MECOA obtained the rights for
Cameron Precision Engineering

Makers of the Rodzy Tether car and Cameron engines.

Here's some history on Cameron

Randy Linsalato and Bob Cameron in 2006.

Bob and Randy were very good friends. They spoke nearly every month and Randy almost bought the Cameron Company in the 1980's.

Bob passed away at 97½ in 2018

Now that we have all of Bob's personal engines and prototypes, Randy has many questions that no one can answer.

Coming soon is a movie I took of the factory from the 1980's. Mainly making Micro Drill Presses.


Cameron's first engine made during the war.

Only one was hand made.

The first attempt at a production engines  

In the 1940's they made die casting dies and castings for a model steam engine but never went into production.

The steam engine was called "Tom Thumb" and I don't have much information on it.

Below is the bottom of the casting.


This is their first real production Cameron .23 that came out in 1946. That's the year many engines came out, right after W.W.II.

Mostly Zinc die castings with Aluminum head, the Cameron .23 crankcase, front housing and timer were painted silver.



They made the original Thimble Drome .09 Car engine and rear axle.

Here's what's left of the original prototype. All bar stock crankcase and differential.

Here is the production version Cameron Supplied to Cox

The .09 Thimble Drome for Cox had iconic vertical fins.

The only other similar engine a tiny Hasbro engine that was used in a plastic toy car that rode in a track. Very rare item but the engine was definitely inspired by the Cameron Engine. See the commercial here

When Cox decided to use their own engine, Cameron came out with the Rodzy in 1954.

They used their .09 with the iconic vertical fins.

That year also offered the .09 in marine and 2 speed versions.
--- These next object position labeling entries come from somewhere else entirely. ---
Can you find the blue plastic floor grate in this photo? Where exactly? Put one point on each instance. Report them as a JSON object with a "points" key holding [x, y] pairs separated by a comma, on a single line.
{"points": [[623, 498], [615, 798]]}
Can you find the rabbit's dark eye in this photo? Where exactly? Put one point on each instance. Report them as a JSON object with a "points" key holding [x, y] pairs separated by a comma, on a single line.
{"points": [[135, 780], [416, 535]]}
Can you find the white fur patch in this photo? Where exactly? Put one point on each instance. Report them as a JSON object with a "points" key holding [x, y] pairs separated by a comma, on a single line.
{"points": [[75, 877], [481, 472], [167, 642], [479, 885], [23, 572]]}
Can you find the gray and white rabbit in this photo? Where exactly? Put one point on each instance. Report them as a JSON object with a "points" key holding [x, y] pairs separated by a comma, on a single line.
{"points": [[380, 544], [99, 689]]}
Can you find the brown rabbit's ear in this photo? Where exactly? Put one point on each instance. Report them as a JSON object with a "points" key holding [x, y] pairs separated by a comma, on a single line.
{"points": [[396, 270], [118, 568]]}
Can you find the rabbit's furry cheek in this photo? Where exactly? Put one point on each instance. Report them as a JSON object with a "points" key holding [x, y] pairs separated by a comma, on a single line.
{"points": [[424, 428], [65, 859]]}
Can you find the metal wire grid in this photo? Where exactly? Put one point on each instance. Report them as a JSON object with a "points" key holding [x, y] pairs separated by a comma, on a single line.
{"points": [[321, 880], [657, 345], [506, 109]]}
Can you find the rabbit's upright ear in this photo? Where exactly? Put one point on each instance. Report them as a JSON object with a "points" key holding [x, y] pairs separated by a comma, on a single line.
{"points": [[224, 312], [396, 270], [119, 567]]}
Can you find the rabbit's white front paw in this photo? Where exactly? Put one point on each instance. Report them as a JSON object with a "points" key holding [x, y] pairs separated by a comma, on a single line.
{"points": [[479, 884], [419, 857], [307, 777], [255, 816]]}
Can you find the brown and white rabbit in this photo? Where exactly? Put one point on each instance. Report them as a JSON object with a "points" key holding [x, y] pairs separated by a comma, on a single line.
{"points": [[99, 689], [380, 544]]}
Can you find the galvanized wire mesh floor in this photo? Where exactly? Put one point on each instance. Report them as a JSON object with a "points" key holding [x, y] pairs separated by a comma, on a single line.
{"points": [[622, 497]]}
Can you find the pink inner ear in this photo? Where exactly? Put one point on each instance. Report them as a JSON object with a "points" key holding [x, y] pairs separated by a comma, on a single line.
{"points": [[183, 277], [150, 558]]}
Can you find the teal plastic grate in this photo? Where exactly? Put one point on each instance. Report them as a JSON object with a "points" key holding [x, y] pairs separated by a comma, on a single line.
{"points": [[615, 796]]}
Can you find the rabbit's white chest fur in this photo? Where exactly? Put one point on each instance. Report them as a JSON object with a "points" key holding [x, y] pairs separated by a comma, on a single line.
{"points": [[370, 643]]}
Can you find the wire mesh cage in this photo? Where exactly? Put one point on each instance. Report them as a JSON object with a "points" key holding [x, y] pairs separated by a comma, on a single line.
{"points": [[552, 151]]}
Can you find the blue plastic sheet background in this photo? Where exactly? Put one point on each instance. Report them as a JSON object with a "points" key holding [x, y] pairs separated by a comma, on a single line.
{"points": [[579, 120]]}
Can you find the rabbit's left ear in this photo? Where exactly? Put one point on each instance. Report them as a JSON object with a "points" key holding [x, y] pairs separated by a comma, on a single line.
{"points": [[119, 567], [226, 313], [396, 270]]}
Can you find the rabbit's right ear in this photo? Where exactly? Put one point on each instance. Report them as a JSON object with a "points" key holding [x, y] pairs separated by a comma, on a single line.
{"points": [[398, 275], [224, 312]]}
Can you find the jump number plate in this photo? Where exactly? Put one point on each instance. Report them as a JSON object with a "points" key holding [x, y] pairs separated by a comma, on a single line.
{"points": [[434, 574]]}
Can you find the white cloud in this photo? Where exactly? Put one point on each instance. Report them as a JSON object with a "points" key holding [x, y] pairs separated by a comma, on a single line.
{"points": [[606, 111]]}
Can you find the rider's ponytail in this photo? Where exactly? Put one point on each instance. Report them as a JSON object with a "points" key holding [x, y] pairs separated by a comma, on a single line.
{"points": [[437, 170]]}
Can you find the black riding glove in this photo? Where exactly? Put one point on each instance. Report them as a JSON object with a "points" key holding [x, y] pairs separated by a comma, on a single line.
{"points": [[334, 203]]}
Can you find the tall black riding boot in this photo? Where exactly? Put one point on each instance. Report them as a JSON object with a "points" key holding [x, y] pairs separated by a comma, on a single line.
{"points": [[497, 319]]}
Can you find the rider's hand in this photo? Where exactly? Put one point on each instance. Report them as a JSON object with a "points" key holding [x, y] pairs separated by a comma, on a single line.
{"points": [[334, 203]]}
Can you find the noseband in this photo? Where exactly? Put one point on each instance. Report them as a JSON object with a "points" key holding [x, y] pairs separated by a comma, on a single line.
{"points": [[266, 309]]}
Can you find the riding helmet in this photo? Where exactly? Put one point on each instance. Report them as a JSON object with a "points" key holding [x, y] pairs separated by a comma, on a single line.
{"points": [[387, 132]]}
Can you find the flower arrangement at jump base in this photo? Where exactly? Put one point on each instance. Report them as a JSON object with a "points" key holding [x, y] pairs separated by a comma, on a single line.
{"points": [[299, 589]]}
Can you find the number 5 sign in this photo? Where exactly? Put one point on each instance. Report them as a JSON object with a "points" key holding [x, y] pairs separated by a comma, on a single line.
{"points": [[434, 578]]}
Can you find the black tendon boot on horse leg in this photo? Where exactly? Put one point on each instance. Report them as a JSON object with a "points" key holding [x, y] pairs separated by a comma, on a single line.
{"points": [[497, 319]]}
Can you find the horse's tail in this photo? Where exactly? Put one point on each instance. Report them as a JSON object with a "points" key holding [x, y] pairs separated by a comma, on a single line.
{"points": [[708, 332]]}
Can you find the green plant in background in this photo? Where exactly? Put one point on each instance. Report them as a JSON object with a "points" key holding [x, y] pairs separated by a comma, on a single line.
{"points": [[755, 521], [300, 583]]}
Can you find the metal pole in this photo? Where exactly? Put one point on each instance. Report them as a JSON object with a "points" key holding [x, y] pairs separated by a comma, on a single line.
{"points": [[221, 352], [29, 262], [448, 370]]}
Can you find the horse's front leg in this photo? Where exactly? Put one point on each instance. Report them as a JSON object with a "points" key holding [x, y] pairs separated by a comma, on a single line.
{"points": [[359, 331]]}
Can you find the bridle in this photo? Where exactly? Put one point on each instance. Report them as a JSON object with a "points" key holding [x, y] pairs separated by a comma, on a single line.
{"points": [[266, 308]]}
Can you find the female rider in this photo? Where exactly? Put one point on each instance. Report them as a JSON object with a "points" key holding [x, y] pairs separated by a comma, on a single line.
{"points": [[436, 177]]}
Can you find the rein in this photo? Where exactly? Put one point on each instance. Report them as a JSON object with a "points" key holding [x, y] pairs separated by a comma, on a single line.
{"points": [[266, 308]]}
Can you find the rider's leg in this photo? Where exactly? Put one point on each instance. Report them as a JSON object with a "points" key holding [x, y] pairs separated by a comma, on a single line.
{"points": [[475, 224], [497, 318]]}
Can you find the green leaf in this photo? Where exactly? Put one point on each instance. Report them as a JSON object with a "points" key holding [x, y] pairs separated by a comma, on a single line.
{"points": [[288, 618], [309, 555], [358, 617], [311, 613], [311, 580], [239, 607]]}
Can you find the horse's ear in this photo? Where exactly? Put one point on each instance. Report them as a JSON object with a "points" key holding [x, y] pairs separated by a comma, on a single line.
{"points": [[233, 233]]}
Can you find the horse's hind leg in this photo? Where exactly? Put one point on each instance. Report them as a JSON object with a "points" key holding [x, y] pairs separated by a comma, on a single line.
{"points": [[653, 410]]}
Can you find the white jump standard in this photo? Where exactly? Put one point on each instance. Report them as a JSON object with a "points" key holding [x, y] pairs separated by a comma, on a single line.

This house was in front of the original factory.
Mom's standing in front.

The original Cameron Brothers factory was in a converted chicken coop behind this house on Walnut & Magnolia Streets in Chino, California

That's only about 25 miles from our factory

In 1955, they moved the factory 325 miles North from Chino to Sonora, CA


The Cameron .19 came out in 1952 and was more of a conventional design. They offered aero and marine versions as well as lapped and ringed pistons.
A 2 speed using twin needles came out in 1953

Here's a barrel full of crankcases from production time. Click picture to enlarge.


The .15 came out in the early 1960's and was a very unique design with only a steel sleeve (ring) above the cast in ports.

The piston top was stepped to obtain the intake and exhaust timing.

The piston rides in the cast aluminum crankcase below the sleeve.

They made escapements for early radio control models
These were the last engines Cameron was going to produce. They made die cast tooling for a .049 .020 and .009 named ATOMIGHT but never went into production. Here are the prototypes - click to enlarge
.020 with .049 in background above and .009 right

This is a barstcok prototype with sub-piston intake port.

Here is a picture of the casting tree and casting die.


Don Cameron made all the tooling for the company. He was a very talented tool and die maker.

Tragedy hit the Cameron family in the early 1960's when the youngest of the 3 brothers was killed in an airplane crash. He was flying supplies into a fire crew, through no fault of his own, the parachute pack with the supplies was not packed correctly and did not deploy. Rather it remained tied to the aircraft and entangled in the empennage bringing the plane down.